También se extrajeron toneladas de estaño, cobre y mercurio, sin cifras exactas, porque nadie documentaba lo que no importaba al mercado. Además se multiplicó la recolección de añil, algodón, sal y madera para las faenas y para alimentar el comercio virreinal. No solo se llevaron minerales, se llevaron la tierra, el paisaje, la dignidad.

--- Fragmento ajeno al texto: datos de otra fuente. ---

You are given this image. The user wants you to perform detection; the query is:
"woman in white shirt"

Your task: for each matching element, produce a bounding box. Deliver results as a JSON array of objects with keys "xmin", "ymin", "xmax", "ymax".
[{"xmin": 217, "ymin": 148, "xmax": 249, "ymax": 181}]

Y todo eso por un botín que ni siquiera se quedó en México, todo salió, todo fue saqueado, todo fue legal y hasta hoy nadie ha devuelto nada.

Esta es una estimación rigurosa y conservadora del valor económico en USD actuales de los principales minerales secundarios explotados en México entre 1600 y 1700, además de la plata, que ya incluimos.

Los valores están calculados con base en tonelaje histórico estimado, precios internacionales actuales y referencias cruzadas con informes del USGS y fuentes académicas sobre la minería colonial en América.

1. Estaño
• Producción estimada siglo XVII: entre 8.000 y 10.000 toneladas
• Precio promedio actual (2024): 27.000 USD por tonelada
• Valor aproximado total: entre 216 y 270 millones de dólares

Este estaño provenía principalmente de regiones donde hubo presencia purépecha (Michoacán), zonas de Oaxaca y el norte de Guerrero. Se usaba en aleaciones para fundición y fabricación de objetos religiosos y militares.

2. Cobre
• Producción estimada siglo XVII: entre 15.000 y 20.000 toneladas
• Precio promedio actual (2024): 8.500 USD por tonelada
• Valor aproximado total: entre 127 y 170 millones de dólares

El cobre indígena fue desmantelado para uso militar, campanas e infraestructura colonial. Michoacán (zona purépecha) era el centro prehispánico más importante de producción metalúrgica de cobre.

3. Mercurio
Este mineral no fue extraído en México en grandes cantidades, pero sí fue importado de Almadén (España) y Huancavelica (Perú) para el proceso de amalgamación de la plata. Aun así, se extrajeron cantidades menores localmente.

• Producción estimada en México: 1.500 a 2.000 toneladas
• Precio promedio actual (estimado conservador): 5.000 USD por tonelada
• Valor aproximado total: entre 7 y 10 millones de dólares

Valor combinado de estos tres minerales (1600–1700). Entre 350 y 450 millones de dólares actuales, adicionales a los más de 18 mil millones en plata extraída durante el mismo periodo

México logró su independencia política pero no su emancipación económica. Cuando terminó la colonia los metales seguían saliendo, las manos seguían cavando y los contratos seguían firmándose lejos del pueblo. Cambió la bandera, no el despojo. Y así empezó el siglo XIX: libre en los papeles pero encadenado a su pasado.

La patria se fundó con sangre indígena, oro robado y promesas rotas. Y mientras se tejía la bandera, en el subsuelo seguían goteando siglos de riqueza hacia otros tronos. La independencia fue un acto heroico pero no suficiente. Porque ningún país es libre si no controla lo que brota de su propia tierra.